GPU Acceleration: The Present and Future of Computer Forensics

Today’s desktop video cards pack significantly more grunt compared to contemporary desktop CPUs. The powerful GPU units can deliver unmatched performance in massively parallel computations, offering 100 to 200 times greater performance compared to CPUs. All this performance is still relatively useless when it comes to regular computing.

The several hundred individual GPU cores are built specifically for “one code, different data” scenarios, while general-use CPUs can run different code on each kernel. Since breaking passwords involves executing the same code repeatedly, just with different data (encryption keys or passwords), a large array of GPU units makes lots of sense.

How does it scale to real-world applications? A low-end Nvidia or AMD board will deliver 20 to 40 times the performance of the most powerful Intel CPU. A high-end accelerator such as the Nvidia GTX 1080 can crack passwords up to 250 times faster compared to a CPU alone.

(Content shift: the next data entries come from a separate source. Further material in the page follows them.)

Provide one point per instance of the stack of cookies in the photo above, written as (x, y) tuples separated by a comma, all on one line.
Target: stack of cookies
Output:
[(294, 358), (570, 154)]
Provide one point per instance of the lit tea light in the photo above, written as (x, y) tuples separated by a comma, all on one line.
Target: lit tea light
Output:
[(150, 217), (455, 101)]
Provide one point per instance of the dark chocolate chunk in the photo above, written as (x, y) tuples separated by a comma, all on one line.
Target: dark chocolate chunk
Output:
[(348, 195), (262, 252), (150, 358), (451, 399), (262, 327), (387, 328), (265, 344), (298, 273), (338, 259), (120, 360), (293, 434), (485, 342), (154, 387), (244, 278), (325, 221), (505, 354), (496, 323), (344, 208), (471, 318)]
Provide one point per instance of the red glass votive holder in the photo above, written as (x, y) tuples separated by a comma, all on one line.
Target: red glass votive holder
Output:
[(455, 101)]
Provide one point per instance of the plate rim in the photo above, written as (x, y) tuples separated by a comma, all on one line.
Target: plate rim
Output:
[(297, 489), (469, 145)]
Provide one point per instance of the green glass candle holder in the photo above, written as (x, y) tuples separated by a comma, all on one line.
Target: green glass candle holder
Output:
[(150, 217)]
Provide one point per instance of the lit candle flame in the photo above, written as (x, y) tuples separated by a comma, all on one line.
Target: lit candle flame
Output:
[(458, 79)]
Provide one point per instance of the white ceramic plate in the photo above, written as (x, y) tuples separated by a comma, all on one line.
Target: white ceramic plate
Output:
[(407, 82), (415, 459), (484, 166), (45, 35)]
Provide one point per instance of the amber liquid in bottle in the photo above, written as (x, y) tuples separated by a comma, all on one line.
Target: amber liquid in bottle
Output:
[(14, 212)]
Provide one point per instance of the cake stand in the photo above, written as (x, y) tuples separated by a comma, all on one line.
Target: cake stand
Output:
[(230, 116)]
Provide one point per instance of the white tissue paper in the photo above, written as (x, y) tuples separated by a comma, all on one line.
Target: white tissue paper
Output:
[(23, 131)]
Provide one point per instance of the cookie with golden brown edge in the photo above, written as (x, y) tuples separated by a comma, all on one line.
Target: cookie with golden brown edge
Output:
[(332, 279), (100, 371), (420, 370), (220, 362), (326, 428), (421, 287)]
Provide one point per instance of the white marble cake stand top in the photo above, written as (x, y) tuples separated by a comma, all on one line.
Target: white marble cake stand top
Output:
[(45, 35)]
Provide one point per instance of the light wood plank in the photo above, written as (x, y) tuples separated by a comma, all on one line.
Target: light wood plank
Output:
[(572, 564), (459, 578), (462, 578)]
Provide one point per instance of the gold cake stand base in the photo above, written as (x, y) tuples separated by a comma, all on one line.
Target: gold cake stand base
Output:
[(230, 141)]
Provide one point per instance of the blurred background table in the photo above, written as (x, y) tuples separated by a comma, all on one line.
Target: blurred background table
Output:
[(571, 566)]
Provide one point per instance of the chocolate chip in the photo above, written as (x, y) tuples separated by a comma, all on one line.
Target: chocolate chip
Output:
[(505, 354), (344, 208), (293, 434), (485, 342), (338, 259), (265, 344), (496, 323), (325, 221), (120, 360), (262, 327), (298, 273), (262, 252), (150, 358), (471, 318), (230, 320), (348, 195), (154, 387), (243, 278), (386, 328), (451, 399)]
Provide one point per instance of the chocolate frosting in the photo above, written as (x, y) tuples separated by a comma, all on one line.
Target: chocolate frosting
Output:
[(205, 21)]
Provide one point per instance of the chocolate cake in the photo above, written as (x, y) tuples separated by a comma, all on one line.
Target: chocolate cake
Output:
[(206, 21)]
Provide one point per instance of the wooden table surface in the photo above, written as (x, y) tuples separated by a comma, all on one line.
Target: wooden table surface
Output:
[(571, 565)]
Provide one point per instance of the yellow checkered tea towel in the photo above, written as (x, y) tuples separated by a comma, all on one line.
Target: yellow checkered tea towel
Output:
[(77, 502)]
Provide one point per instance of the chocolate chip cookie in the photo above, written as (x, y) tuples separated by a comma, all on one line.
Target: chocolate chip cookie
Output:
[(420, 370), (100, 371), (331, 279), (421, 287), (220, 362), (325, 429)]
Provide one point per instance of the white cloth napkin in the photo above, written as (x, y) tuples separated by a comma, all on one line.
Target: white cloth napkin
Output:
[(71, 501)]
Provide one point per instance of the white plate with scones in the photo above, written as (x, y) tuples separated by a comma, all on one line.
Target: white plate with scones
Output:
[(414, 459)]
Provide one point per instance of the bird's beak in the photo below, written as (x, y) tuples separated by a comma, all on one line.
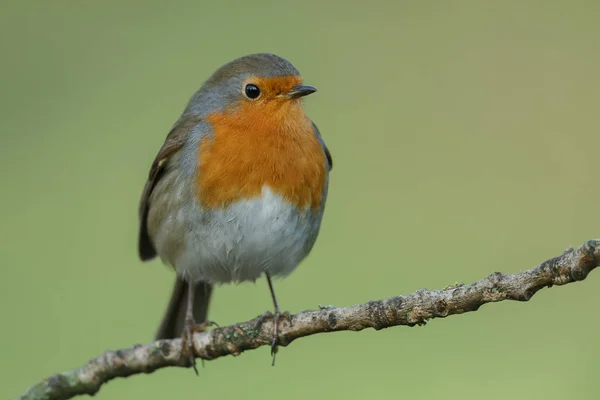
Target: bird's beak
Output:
[(300, 91)]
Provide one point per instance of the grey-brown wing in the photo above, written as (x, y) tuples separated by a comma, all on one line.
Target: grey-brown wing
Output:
[(173, 143), (325, 149)]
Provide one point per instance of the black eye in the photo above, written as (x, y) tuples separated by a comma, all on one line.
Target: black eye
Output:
[(252, 91)]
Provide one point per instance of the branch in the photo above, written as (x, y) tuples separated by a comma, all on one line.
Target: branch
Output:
[(413, 309)]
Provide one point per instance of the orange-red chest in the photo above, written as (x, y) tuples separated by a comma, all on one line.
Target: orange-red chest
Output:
[(252, 147)]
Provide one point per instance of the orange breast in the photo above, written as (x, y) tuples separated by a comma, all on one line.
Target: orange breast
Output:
[(273, 145)]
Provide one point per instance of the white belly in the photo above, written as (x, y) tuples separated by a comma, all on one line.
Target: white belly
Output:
[(245, 240)]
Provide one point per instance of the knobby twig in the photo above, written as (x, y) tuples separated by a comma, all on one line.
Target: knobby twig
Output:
[(413, 309)]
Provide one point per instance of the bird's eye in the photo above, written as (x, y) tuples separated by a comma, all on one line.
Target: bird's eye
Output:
[(252, 91)]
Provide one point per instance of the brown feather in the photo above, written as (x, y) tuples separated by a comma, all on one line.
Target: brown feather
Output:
[(173, 143)]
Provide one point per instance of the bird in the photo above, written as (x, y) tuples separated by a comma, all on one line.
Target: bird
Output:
[(236, 192)]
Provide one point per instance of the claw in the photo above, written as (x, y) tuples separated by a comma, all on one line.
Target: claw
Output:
[(188, 350)]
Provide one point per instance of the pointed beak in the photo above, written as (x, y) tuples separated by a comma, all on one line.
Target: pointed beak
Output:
[(300, 91)]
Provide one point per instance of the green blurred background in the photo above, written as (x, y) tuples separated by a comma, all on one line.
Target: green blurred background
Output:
[(466, 140)]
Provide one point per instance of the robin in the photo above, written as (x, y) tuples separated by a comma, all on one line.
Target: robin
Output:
[(237, 190)]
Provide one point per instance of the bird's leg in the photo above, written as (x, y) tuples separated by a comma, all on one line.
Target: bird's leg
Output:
[(190, 327), (276, 315)]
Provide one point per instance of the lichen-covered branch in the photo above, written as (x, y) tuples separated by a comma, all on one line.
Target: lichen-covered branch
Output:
[(413, 309)]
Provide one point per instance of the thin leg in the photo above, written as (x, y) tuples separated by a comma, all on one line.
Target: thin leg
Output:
[(276, 317), (273, 297), (190, 327), (187, 342)]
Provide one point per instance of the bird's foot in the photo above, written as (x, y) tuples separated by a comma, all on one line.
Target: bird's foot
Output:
[(276, 317), (188, 350)]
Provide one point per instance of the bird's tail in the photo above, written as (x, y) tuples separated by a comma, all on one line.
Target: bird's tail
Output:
[(173, 321)]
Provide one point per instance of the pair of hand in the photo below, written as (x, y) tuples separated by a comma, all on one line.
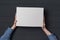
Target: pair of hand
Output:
[(15, 21)]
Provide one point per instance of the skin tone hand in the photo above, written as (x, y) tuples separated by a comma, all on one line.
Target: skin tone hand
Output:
[(14, 24), (46, 30)]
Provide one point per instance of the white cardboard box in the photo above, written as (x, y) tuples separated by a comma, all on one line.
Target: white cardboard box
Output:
[(29, 16)]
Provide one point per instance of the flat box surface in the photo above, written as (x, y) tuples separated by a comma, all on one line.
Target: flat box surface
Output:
[(29, 16)]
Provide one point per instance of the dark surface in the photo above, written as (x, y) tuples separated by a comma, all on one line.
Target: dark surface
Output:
[(52, 13)]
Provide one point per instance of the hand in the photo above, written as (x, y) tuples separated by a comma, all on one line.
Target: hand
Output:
[(44, 27), (14, 24)]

Just how important is GPU acceleration, exactly? As an example, a common 6-character password (lower-case letters with numbers) has just about 2 billion combinations. If that password protects a Microsoft Office 2013 document, you’ll spend 2.2 years trying all possible combinations. Using the same computer, add a single GTX 1080 card, and the same password will be cracked in under 83 hours. That’s 3.5 days vs. 2.2 years!

Nvidia Pascal Architecture

Nvidia’s latest GPU architecture gives a significant performance boost compared to Nvidia’s previous flagship. With 21 half-precision teraflops, GTX 1080 boards are 1.5 to 2 times faster breaking passwords compared to GTX 980 units.

According to ElcomSoft’s internal benchmarks, Elcomsoft Distributed Password Recovery can try 7,100 passwords per second for Office 2013 documents using a single Nvidia GTX 1080 board compared to 3,800 passwords per second on an Nvidia GTX 980. When recovering RAR 5 passwords, using a single GTX 1080 results in 25,000 passwords per second compared to 13,000 passwords per second on a GTX 980.

Cannot see the numbers for CPU-based benchmarks without a magnifying glass? In case you wonder, we were only able to try 30 (yes, thirty) MS Office 2013 passwords per second on an Intel Xeon E5 2603 without GPU acceleration. Compare that to 7,100 passwords per second using a single Nvidia GTX 1080 board!

Nvidia Pascal is a major break-through in GPU computations. If you need a reliable powerhouse to break passwords faster, consider adding a GTX 1080 board to your workstation.

What if your computer already has a GTX 980 installed? If you have a free PCIe slot and sufficient cooling, and if your computer’s power supply can deliver enough juice for an extra GTX 1080 board, then you can just add the new board without removing the old one. Elcomsoft Distributed Password Recovery will use both GPUs together for even faster attacks.

Does it make sense keeping a GTX 980 along with the new GTX 1080? By keeping the old card together with the new GTX 1080, you’ll get an additional performance boost of about 20 to 30 percent. Whether this extra performance is worth the increased power consumption and excess heat is debatable, but if your power supply and cooling can reliably manage both cards working at their maximum performance, by all means go for it!